# Code to demonstrate the 2-stage Classification

In [2]:
import pandas as pd
import numpy as np
import matplotlib.pyplot as plt
%matplotlib inline
import nltk
from sklearn.feature_extraction.text import TfidfVectorizer
from sklearn.model_selection import cross_val_score
from sklearn.model_selection  import GridSearchCV
from sklearn.naive_bayes import MultinomialNB
from sklearn.metrics import accuracy_score
from sklearn.metrics import f1_score

In [3]:
#train_data_f = "parsed_drug.csv"
train_data_f = "parsed_drug_four_cat.csv"
#test_data_f = "test_binary.csv"
test_data_f = "test_four_cat.csv"
df = pd.read_csv(train_data_f, low_memory=False)

In [4]:
#df.head()
#print(df.loc[df['ddi_label'] == 3])

#### Let's learn more about our dataset

In [5]:
print("Number of drug pairs with no affect on each other: ", df.loc[df['ddi_label'] == 0].shape)
print("Number of drug pairs that do affect each other: ", df.loc[df['ddi_label'] >= 1].shape)

Number of drug pairs with no affect on each other:  (20532, 7)
Number of drug pairs that do affect each other:  (3709, 7)


The dataset is very uneven.
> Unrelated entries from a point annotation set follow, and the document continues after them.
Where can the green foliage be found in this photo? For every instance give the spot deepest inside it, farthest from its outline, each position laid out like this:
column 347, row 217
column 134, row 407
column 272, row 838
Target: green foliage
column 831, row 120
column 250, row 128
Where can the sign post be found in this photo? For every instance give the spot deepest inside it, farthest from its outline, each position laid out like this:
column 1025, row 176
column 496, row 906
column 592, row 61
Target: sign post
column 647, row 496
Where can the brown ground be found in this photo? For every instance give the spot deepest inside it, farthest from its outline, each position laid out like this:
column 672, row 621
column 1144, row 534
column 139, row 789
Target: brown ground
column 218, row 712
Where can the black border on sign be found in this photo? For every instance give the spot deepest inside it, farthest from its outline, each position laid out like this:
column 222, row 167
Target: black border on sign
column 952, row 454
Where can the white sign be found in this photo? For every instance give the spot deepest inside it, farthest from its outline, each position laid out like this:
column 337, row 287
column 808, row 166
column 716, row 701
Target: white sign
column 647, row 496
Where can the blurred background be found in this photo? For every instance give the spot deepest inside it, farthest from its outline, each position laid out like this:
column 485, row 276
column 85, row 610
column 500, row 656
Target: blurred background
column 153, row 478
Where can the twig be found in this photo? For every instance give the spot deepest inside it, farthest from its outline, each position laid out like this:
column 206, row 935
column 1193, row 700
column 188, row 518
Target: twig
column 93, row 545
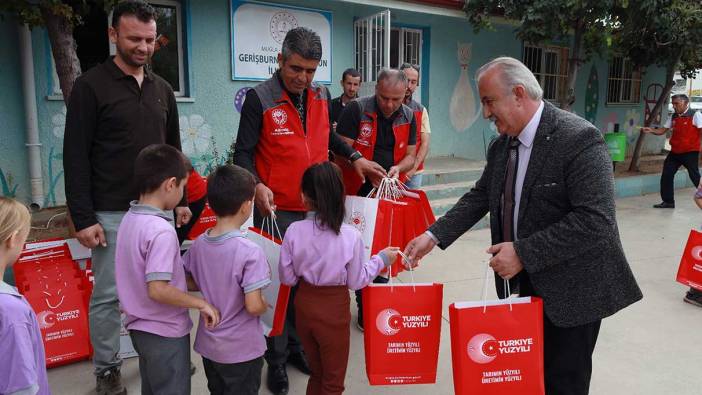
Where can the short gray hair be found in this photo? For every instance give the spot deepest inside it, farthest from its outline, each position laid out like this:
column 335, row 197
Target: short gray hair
column 391, row 77
column 514, row 73
column 304, row 42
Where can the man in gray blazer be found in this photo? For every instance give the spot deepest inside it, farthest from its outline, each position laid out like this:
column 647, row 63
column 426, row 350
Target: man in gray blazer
column 558, row 238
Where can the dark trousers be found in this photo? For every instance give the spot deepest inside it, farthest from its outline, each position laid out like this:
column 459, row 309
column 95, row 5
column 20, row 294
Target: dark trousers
column 359, row 299
column 690, row 160
column 243, row 378
column 567, row 351
column 164, row 363
column 279, row 347
column 196, row 208
column 323, row 319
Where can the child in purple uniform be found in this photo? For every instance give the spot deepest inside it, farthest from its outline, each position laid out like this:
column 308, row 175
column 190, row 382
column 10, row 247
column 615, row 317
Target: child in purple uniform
column 23, row 366
column 324, row 255
column 230, row 271
column 150, row 277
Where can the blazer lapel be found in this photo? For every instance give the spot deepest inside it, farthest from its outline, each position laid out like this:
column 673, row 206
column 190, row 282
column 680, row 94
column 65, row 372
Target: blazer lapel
column 539, row 154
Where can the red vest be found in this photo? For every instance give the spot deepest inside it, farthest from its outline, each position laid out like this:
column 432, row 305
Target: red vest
column 418, row 111
column 284, row 151
column 365, row 141
column 686, row 136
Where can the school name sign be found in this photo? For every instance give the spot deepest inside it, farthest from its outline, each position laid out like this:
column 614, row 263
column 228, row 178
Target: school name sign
column 258, row 30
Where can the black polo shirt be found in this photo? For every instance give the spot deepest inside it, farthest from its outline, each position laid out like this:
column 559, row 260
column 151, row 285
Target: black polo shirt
column 110, row 119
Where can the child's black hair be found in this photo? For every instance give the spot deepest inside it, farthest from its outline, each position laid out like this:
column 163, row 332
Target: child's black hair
column 324, row 190
column 155, row 164
column 228, row 187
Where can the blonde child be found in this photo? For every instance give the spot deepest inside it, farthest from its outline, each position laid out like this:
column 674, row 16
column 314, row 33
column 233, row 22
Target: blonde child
column 23, row 367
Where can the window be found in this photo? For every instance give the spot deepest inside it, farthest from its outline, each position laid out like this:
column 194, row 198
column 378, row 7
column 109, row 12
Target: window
column 550, row 66
column 623, row 82
column 167, row 60
column 375, row 49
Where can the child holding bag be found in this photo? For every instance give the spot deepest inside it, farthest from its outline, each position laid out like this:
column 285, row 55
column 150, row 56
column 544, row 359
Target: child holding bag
column 23, row 367
column 324, row 255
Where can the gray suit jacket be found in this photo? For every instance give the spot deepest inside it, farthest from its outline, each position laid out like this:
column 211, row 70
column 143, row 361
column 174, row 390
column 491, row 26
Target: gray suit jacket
column 568, row 240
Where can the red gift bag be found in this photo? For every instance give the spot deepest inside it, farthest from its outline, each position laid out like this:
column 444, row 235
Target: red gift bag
column 402, row 331
column 690, row 269
column 497, row 346
column 276, row 294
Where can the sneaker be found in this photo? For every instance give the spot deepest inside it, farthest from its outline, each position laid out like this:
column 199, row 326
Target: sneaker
column 110, row 383
column 694, row 299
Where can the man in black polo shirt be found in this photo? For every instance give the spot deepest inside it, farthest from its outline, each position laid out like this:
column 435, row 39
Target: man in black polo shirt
column 116, row 109
column 350, row 83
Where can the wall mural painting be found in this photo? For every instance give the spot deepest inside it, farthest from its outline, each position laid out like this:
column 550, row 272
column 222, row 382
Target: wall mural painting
column 199, row 144
column 463, row 110
column 592, row 96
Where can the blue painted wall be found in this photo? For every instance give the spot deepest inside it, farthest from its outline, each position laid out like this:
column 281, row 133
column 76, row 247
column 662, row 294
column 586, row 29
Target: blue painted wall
column 209, row 119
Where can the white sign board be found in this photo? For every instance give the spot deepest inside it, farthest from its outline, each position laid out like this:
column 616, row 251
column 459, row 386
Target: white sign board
column 258, row 30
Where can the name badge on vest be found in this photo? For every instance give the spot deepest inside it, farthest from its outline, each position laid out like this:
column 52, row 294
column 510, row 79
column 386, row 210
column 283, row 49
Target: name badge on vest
column 280, row 118
column 364, row 133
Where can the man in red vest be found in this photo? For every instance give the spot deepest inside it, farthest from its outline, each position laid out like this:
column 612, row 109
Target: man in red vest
column 686, row 125
column 382, row 128
column 284, row 129
column 421, row 116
We might be overfitting

### Create training and development sets

In [6]:
def create_train_dev_test(df):
    random_index = np.random.permutation(df.index)
    df_shuffled = df.ix[random_index, ['drug1', 'drug2', 'sentence_text', 'ddi_label']]
    df_shuffled.reset_index(drop=True, inplace=True)
    rows, columns =  df_shuffled.shape
    train_size = round(rows*.6)
    dev_size   = round(rows*.4)
    df_train = df_shuffled.loc[:train_size]
    df_dev = df_shuffled.loc[train_size:dev_size+train_size].reset_index(drop=True)
    return df_train, df_dev

In [7]:
df_train, df_dev = create_train_dev_test(df);

### Create test set

In [8]:
df_test = pd.read_csv(test_data_f, low_memory=False)
df_test = df_test[['drug1', 'drug2', 'sentence_text', 'ddi_label']]
print("Number of rows in test set", df_test.shape)
print("Number of ddis that do not affect each other", df_test.loc[df_test.ddi_label == 0].shape)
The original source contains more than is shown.